Indeed, the country still has not implemented a full system of post-Brexit import checks. At the same time, it is seeking to sign trade deals with countries all over the world - many of whom have lower animal welfare and food standards than the UK’s.
The issue of food fraud was raised by NFU President Minette Batters at the British farming group’s annual conference in February. After she warned that we “cannot afford to be complacent” about the issue, Department for Environment, Food and Rural Affairs Secretary (Defra) Therese Coffey said the Government had worked hard to ensure biosecurity and that “we shouldn’t be putting ideas into people’s minds” in case consumers are scared off.
It comes as the Guardian has reported that a group of Tory MPs and peers are preparing to oppose post-Brexit trade deals with Canada and Mexico on welfare grounds.

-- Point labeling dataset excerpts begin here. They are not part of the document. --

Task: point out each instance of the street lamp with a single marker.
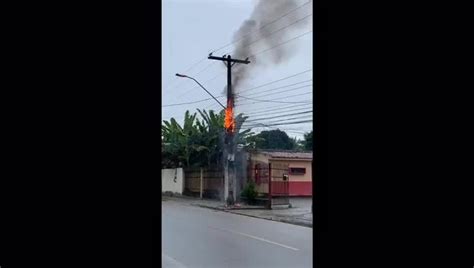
(185, 76)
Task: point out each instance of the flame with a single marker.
(229, 122)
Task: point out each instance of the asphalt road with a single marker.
(199, 237)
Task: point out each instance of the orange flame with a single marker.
(229, 122)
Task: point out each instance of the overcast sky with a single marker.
(194, 28)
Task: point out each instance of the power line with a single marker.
(238, 40)
(279, 92)
(189, 90)
(275, 109)
(276, 99)
(261, 53)
(280, 121)
(278, 116)
(299, 20)
(279, 18)
(296, 37)
(275, 113)
(289, 123)
(271, 89)
(184, 103)
(269, 83)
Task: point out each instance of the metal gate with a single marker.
(272, 182)
(280, 184)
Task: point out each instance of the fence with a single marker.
(278, 191)
(210, 186)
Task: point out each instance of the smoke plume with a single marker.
(266, 12)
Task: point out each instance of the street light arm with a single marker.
(181, 75)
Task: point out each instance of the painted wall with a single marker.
(172, 180)
(300, 185)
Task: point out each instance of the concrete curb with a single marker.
(300, 223)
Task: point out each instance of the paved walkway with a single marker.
(299, 214)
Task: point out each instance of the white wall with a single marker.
(172, 180)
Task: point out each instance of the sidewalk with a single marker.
(298, 214)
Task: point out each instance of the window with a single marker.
(297, 171)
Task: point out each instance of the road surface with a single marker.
(199, 237)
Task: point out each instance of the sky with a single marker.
(191, 29)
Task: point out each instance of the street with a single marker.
(199, 237)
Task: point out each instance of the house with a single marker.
(290, 170)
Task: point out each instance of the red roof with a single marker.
(288, 154)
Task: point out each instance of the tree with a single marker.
(200, 141)
(275, 139)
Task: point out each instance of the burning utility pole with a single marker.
(229, 125)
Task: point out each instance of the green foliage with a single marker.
(250, 192)
(198, 143)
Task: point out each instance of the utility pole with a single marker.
(230, 184)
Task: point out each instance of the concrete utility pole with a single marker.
(229, 157)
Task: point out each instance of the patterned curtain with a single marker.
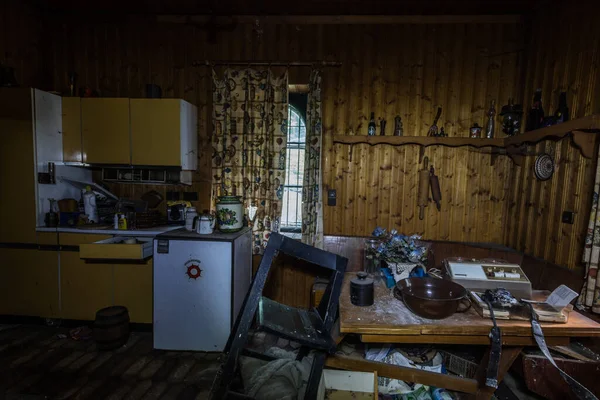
(250, 111)
(312, 205)
(590, 293)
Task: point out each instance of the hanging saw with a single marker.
(433, 129)
(423, 195)
(436, 193)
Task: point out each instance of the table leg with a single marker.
(509, 354)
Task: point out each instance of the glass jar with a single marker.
(371, 264)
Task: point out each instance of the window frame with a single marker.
(300, 145)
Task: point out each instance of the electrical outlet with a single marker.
(568, 217)
(331, 197)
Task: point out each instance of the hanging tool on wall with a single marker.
(423, 198)
(436, 193)
(433, 129)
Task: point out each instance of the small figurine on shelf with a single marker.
(491, 124)
(562, 112)
(398, 129)
(536, 113)
(475, 131)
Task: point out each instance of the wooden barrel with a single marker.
(111, 327)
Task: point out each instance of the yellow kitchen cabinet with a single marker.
(29, 282)
(75, 239)
(105, 133)
(17, 167)
(71, 130)
(84, 287)
(164, 132)
(133, 289)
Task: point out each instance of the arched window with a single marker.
(291, 215)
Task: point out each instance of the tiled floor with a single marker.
(35, 363)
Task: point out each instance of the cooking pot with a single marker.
(432, 298)
(204, 224)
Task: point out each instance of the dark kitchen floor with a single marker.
(35, 363)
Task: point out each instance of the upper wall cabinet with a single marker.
(71, 131)
(164, 133)
(105, 131)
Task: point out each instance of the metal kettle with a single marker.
(204, 224)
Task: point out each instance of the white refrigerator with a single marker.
(200, 282)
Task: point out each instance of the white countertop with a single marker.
(137, 232)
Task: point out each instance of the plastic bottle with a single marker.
(89, 205)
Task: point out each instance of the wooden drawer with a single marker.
(77, 239)
(115, 249)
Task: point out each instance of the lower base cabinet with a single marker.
(29, 283)
(133, 289)
(59, 284)
(84, 287)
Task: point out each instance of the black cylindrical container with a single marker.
(361, 290)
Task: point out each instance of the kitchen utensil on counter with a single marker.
(68, 205)
(423, 198)
(51, 217)
(251, 213)
(68, 218)
(436, 193)
(229, 213)
(433, 129)
(190, 216)
(89, 203)
(362, 290)
(176, 211)
(204, 224)
(152, 198)
(430, 297)
(544, 167)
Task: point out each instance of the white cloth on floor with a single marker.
(281, 379)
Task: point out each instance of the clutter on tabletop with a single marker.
(397, 248)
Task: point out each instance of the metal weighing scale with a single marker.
(478, 276)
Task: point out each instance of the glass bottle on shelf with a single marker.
(491, 124)
(372, 126)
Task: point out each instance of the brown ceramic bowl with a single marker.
(431, 298)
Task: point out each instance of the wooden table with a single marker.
(389, 321)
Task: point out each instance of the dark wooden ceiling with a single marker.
(291, 7)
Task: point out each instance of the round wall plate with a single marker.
(544, 167)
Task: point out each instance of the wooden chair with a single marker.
(310, 328)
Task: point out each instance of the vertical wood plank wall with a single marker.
(406, 70)
(563, 53)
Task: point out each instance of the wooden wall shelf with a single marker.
(583, 132)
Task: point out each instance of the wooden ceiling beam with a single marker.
(342, 19)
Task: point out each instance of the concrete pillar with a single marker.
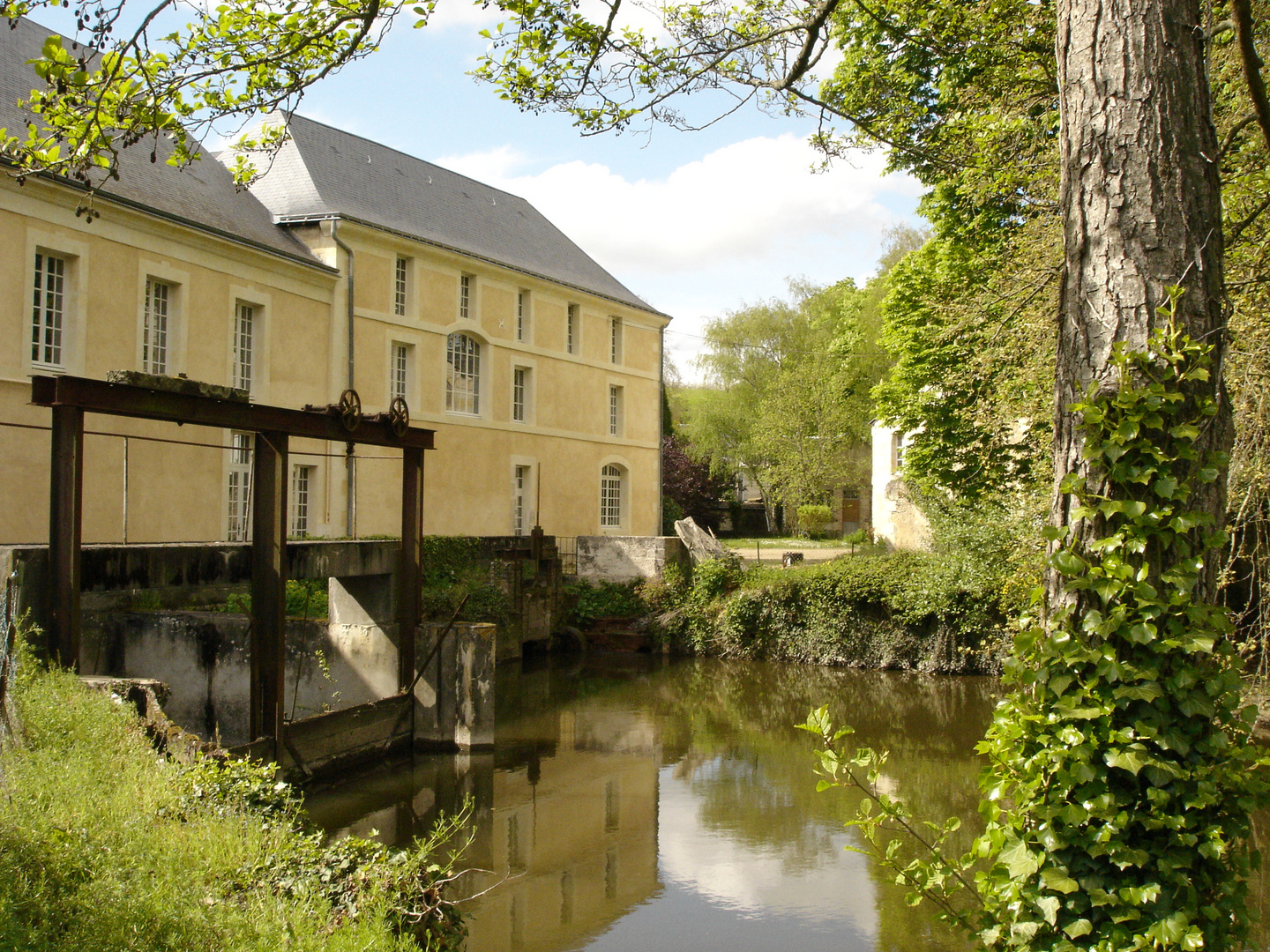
(455, 695)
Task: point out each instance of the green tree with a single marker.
(788, 400)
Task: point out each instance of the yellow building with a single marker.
(348, 264)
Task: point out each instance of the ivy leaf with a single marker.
(1131, 759)
(1081, 926)
(1019, 859)
(1058, 880)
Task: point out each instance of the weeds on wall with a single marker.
(589, 602)
(106, 845)
(908, 611)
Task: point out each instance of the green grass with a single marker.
(106, 845)
(748, 545)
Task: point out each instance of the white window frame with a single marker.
(462, 375)
(156, 325)
(467, 296)
(238, 487)
(573, 329)
(49, 312)
(524, 473)
(400, 371)
(615, 339)
(150, 271)
(303, 482)
(522, 479)
(522, 315)
(612, 495)
(400, 286)
(245, 346)
(616, 410)
(74, 292)
(519, 387)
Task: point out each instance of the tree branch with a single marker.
(1243, 11)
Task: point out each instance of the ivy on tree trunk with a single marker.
(1142, 212)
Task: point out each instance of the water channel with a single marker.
(635, 802)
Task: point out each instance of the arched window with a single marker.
(462, 375)
(611, 496)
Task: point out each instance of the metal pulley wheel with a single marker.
(349, 410)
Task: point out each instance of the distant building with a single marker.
(895, 521)
(536, 368)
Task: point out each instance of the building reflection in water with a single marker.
(565, 822)
(634, 804)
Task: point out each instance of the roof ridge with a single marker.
(406, 155)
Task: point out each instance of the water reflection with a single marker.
(635, 804)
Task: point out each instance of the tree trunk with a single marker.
(1142, 208)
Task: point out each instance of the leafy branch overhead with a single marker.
(145, 77)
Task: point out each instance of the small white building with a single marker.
(895, 519)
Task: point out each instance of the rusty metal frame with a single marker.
(70, 398)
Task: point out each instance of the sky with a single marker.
(698, 224)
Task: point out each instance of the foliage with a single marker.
(1123, 753)
(605, 599)
(813, 518)
(306, 598)
(107, 845)
(485, 600)
(1122, 773)
(687, 484)
(446, 557)
(788, 401)
(900, 611)
(977, 420)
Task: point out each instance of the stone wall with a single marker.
(628, 557)
(204, 660)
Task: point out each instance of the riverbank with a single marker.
(107, 845)
(900, 611)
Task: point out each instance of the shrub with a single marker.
(905, 609)
(106, 845)
(606, 599)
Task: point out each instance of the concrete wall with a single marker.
(895, 521)
(628, 557)
(205, 660)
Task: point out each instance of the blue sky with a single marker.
(695, 222)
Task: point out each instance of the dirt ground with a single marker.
(773, 556)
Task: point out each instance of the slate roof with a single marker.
(324, 172)
(201, 195)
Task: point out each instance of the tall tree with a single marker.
(1142, 208)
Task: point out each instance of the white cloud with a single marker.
(718, 231)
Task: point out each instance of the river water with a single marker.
(641, 804)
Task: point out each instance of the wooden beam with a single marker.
(409, 568)
(65, 516)
(147, 404)
(268, 584)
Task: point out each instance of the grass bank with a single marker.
(907, 611)
(107, 845)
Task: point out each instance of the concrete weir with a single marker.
(343, 695)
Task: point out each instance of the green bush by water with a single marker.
(941, 611)
(106, 845)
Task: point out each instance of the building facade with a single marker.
(348, 265)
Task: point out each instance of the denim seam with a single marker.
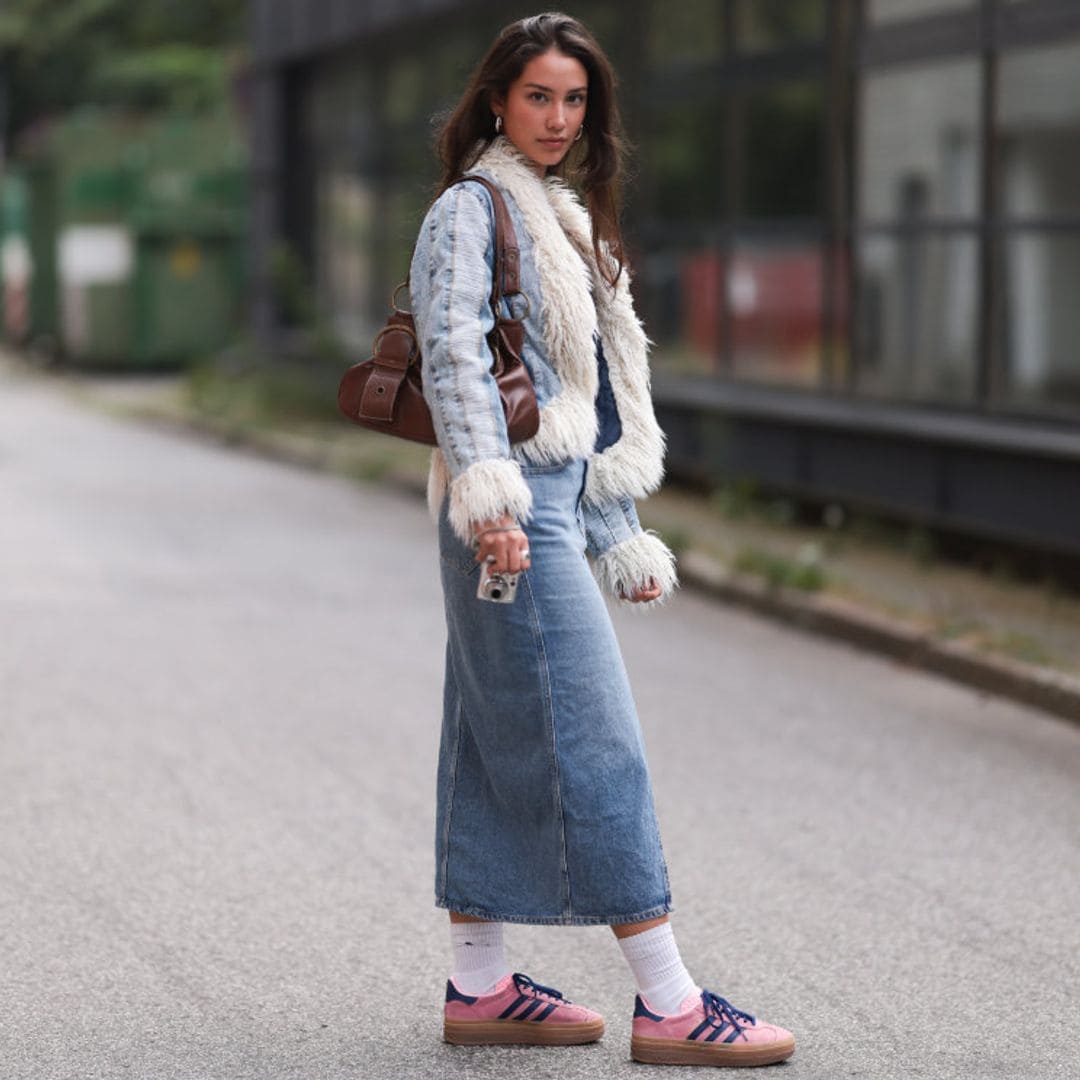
(607, 525)
(451, 790)
(550, 710)
(558, 920)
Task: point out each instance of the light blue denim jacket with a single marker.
(450, 286)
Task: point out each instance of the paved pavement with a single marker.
(219, 685)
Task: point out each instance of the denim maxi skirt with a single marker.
(544, 809)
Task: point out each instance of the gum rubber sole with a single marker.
(684, 1052)
(509, 1033)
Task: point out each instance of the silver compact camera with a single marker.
(497, 588)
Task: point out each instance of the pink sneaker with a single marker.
(516, 1011)
(706, 1030)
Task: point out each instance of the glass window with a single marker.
(773, 24)
(1039, 130)
(345, 218)
(781, 151)
(774, 299)
(1042, 319)
(916, 322)
(680, 305)
(919, 143)
(684, 161)
(685, 31)
(894, 11)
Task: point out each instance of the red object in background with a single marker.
(774, 298)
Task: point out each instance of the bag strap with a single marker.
(505, 278)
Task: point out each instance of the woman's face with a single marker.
(544, 109)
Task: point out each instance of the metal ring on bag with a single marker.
(414, 352)
(393, 299)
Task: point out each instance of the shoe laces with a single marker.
(721, 1011)
(525, 984)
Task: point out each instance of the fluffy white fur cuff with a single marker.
(488, 489)
(629, 565)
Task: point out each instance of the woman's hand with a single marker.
(509, 545)
(644, 593)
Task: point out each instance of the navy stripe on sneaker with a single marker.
(531, 1008)
(703, 1026)
(510, 1009)
(640, 1010)
(453, 994)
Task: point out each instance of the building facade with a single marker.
(854, 227)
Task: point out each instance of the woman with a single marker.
(544, 809)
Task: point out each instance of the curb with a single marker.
(1051, 691)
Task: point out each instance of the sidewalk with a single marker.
(1002, 636)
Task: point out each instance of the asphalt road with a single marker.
(219, 691)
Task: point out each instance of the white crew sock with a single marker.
(662, 977)
(478, 962)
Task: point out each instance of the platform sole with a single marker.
(684, 1052)
(510, 1033)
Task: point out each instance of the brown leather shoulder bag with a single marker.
(385, 393)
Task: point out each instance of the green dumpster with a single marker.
(146, 221)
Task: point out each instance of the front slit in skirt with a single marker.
(544, 809)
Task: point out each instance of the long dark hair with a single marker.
(595, 161)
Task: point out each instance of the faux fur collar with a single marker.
(577, 304)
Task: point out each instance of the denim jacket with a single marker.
(584, 350)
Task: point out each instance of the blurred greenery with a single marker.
(56, 54)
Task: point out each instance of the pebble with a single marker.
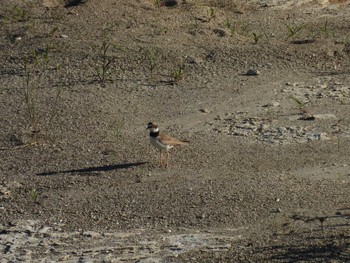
(252, 72)
(204, 110)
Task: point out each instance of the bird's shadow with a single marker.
(93, 170)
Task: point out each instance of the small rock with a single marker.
(204, 110)
(219, 32)
(252, 72)
(271, 104)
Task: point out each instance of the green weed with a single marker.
(34, 194)
(211, 13)
(103, 68)
(152, 61)
(178, 73)
(293, 30)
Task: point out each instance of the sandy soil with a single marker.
(261, 89)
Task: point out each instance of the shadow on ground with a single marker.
(93, 170)
(320, 243)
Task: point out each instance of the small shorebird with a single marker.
(162, 142)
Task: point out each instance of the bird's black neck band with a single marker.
(154, 134)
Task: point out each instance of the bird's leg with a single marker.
(167, 159)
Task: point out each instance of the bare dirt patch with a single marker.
(266, 176)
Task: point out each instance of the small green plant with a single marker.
(293, 30)
(157, 3)
(211, 13)
(117, 131)
(34, 194)
(301, 106)
(30, 98)
(34, 67)
(337, 130)
(151, 55)
(178, 74)
(257, 37)
(230, 26)
(19, 14)
(103, 67)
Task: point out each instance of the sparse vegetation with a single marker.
(211, 13)
(103, 67)
(178, 73)
(257, 37)
(294, 29)
(34, 194)
(300, 105)
(152, 60)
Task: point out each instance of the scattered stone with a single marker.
(252, 72)
(324, 116)
(219, 32)
(271, 104)
(204, 110)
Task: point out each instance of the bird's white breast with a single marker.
(159, 145)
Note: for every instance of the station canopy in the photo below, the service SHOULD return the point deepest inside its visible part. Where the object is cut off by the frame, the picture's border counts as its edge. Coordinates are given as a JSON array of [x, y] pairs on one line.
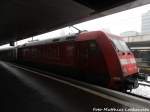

What was the horsemeat scandal?
The last time a major food fraud scandal hit the UK was in 2013, when it was discovered horsemeat had been put in products labelled as beef.
It led to millions of food items being withdrawn from supermarkets across the UK and Europe, and proved hugely damaging to the food industry’s reputation. To restore faith in the food system, governments across the continent bolstered their food safety and food crime checks.
Here in the UK, it saw the government commission an inquiry led by food safety expert Professor Chris Elliott. His work led to the formation of the National Food Crime Unit. Supermarkets also improved DNA testing so that they could check whether a product was what it claimed to be. But Professor Elliott has now told Farmers Weekly he feels that some of the UK’s food safety and food crime systems have regressed.